Tone & Style Consistency¶
LLM-Powered Knowledge Single Turn
At a Glance¶
Score Range
0.0 ──────── 1.0Style alignment score
Default Threshold
0.8Higher bar for consistency
Required Inputs
actual_output expected_outputOptional:
persona_description
What It Measures
Tone & Style Consistency evaluates whether a response matches the emotional tone and writing style of an expected answer. For customer service agents, "Voice" is as important as "Fact"—this metric ensures your AI maintains the right persona.
| Score | Interpretation |
|---|---|
| 1.0 | Perfect match—exact emotion, enthusiasm, formatting |
| 0.8 | Minor drift—generally correct but slightly off |
| 0.5 | Significant mismatch—wrong tone or style |
| 0.0 | Complete failure—robotic, rude, or ignores persona |
- Building customer service agents
- Persona consistency matters
- Brand voice guidelines exist
- Comparing against reference responses
- No expected_output available
- Tone flexibility is acceptable
- Only factual accuracy matters
- Creative writing tasks
See Also: Answer Completeness
Tone & Style Consistency evaluates how something is said (voice, formatting). Answer Completeness evaluates what is said (content coverage).
Use both together for comprehensive response quality evaluation.
How It Works
The metric uses an LLM-based judge to evaluate both emotional tone and writing style.
Step-by-Step Process¶
flowchart TD
subgraph INPUT["📥 Inputs"]
A[Actual Output]
B[Expected Output]
C[Persona Description]
end
subgraph ANALYZE["🔍 Step 1: Style Analysis"]
D[ToneJudge LLM]
E["Tone & Style Comparison"]
end
subgraph EVALUATE["⚖️ Step 2: Dimension Scoring"]
F[Evaluate Tone Match]
G[Evaluate Style Match]
H["Identify Differences"]
end
subgraph SCORE["📊 Step 3: Final Score"]
I["Combine Dimensions"]
J["Final Score"]
end
A & B & C --> D
D --> E
E --> F & G
F & G --> H
H --> I
I --> J
style INPUT stroke:#1E3A5F,stroke-width:2px
style ANALYZE stroke:#3b82f6,stroke-width:2px
style EVALUATE stroke:#f59e0b,stroke-width:2px
style SCORE stroke:#10b981,stroke-width:2px
style J fill:#1E3A5F,stroke:#0F2440,stroke-width:3px,color:#fff
The metric evaluates responses on a detailed rubric with clear benchmarks.
Exact emotion, enthusiasm level, and formatting style.
Generally correct but slightly less enthusiastic or formal.
Neutral when should be excited, or style completely different.
Robotic, rude, or completely ignores persona.
Two Dimensions
- Tone Match: Emotional alignment (enthusiasm, empathy, formality)

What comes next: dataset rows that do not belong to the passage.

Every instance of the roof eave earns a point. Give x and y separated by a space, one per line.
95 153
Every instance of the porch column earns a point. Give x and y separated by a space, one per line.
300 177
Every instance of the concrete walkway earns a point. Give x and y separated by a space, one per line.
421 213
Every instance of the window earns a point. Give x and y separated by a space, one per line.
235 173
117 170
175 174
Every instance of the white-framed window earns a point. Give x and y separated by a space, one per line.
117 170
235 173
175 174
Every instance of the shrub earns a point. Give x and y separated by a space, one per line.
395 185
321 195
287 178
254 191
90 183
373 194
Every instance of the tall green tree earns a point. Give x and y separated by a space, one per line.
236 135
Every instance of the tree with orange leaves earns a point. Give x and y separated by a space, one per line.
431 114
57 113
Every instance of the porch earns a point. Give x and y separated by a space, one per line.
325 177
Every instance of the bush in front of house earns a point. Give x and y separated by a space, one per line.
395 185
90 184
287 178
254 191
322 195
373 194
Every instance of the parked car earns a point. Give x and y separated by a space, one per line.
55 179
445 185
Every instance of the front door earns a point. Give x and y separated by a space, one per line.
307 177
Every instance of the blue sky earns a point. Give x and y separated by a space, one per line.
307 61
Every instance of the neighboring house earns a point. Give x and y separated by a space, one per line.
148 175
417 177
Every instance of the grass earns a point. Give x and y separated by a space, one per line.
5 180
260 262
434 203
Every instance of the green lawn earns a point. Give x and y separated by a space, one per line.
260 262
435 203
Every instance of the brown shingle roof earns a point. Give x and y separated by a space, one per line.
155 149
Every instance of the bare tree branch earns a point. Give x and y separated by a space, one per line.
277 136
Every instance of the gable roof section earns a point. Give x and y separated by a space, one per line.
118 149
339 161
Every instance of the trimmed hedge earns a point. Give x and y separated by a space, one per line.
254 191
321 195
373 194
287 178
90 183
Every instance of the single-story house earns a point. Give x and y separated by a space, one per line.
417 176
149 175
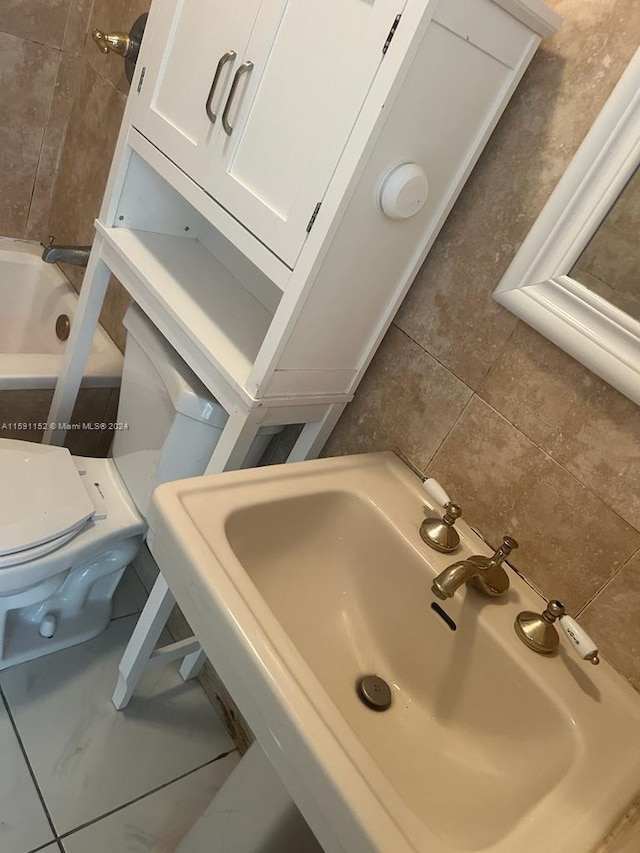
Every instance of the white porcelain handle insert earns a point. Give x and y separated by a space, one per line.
433 488
579 639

- Style Match: Formatting, length, vocabulary, structure
Configuration¶
| Parameter | Type | Default | Description |
|---|---|---|---|
persona_description |
str |
None |
Optional persona to enforce (e.g., "Helpful, excited, professional") |
mode |
EvaluationMode |
GRANULAR |
Evaluation detail level |
Persona Description
When provided, the persona description guides the judge on expected tone characteristics, making evaluation more precise for specific brand voices.
Code Examples¶
from axion.metrics import ToneStyleConsistency
from axion.dataset import DatasetItem
metric = ToneStyleConsistency()
item = DatasetItem(
actual_output="Your order has been shipped. It will arrive in 3-5 business days.",
expected_output="Great news! 🎉 Your order is on its way! You can expect it within 3-5 business days. We're so excited for you!",
)
result = await metric.execute(item)
print(result.pretty())
# Score: 0.5 (tone mismatch - neutral vs enthusiastic)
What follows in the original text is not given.